It is impossible to know in advance all those hurdles and shortcomings in
software development. What I thought my own teams could do in 6 months
always took us a year and even more than that to really finish up. Even
using best practice and highly competent people it was not possible to
seriously know where the development will take us to.

>From time to time we all have the right getting upset thinking "what am I
doing here?". But this team deserves more patience and more support from
all sides and from everywhere. Much much more.

When we demand more resources, more this and more that - who is thinking
how such demand could be fulfilled - if not in an environment which is very
healthy being fully funded? But 100 dollars here, or there... ? (I do not
know LiveCodes monthly revenue, but I suspect it is not that big...)


My rule of thumb: Make a good estimation of how much time you need for your
project. Think about it deeply. Use all kinds of techniques to come to a
viable conclusion. Be 100% sure that you will do it during that period of
time.

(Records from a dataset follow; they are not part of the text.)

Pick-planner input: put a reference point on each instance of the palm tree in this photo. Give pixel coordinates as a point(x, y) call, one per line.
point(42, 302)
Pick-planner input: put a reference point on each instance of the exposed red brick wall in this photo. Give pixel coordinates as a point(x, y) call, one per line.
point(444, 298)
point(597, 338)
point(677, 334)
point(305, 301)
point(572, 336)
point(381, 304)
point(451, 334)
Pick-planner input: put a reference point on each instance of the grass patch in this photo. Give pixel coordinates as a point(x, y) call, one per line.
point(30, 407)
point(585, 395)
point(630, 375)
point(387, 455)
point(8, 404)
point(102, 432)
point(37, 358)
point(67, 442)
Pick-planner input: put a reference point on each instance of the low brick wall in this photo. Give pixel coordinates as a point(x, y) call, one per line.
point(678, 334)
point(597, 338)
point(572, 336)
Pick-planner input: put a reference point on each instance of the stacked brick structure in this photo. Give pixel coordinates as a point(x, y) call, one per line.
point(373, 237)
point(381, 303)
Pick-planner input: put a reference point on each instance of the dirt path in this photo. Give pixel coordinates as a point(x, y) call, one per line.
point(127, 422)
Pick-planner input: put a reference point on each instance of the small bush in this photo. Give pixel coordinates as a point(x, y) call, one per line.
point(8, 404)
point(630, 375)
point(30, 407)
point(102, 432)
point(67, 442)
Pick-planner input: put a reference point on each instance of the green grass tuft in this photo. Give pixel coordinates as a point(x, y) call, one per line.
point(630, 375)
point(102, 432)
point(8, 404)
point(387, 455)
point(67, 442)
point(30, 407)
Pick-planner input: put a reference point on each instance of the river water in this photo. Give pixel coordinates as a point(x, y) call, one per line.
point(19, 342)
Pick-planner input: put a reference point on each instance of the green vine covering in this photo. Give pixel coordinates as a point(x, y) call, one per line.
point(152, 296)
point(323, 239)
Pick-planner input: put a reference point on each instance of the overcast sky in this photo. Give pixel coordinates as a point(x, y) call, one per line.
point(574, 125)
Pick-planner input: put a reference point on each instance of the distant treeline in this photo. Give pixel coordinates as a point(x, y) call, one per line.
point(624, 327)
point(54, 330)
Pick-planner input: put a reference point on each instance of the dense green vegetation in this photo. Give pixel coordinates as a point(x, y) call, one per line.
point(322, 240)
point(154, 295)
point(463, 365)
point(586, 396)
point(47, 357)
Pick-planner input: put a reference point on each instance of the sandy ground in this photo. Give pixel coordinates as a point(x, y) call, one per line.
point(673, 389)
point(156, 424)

And then multiply such assessment with the factor of 4.

It always worked. )

On 6 February 2016 at 04:14, Kay C Lan <lan.kc.macmail at> wrote:

> At first, I've got to say I was thoroughly underwhelmed... but then
> discovered I hadn't updated at all.
> I normally always use the link provided to grab the download but for some
> reason this time I just used the 'Check for Updates' in the Help menu. I
> should have realised something was up when the Installer didn't ask me
> where I wanted to Install to - I always install to My Applications folder
> not the All User Application folder.
> I don't see a need to clutter the QCC, just be aware that at least on OS X
> dp 13 the Check for Updates points to the wrong file and you are better off
> grabbing the dp 14 file directly.
> Having got dp14... wow, awesome, the changes are immediately apparent. The
> Dictionary is useable! It's like Christmas has come again.
> So thankful for those many talented people at the matriarchal maritime
> transportation vessel establishment (not wishing to offend Peter ;-) who
> have spent so much time learning impenetrable, cryptic and downright
> cantankerous foreign languages (C++, Objective C, Apple iOS app submission
> requirements...) so that I don't have to and all they ask in return is that
> any time I've got a bit of a grumble is click a Bookmark and fill out an
> online form. Seems terribly one sided, but OK.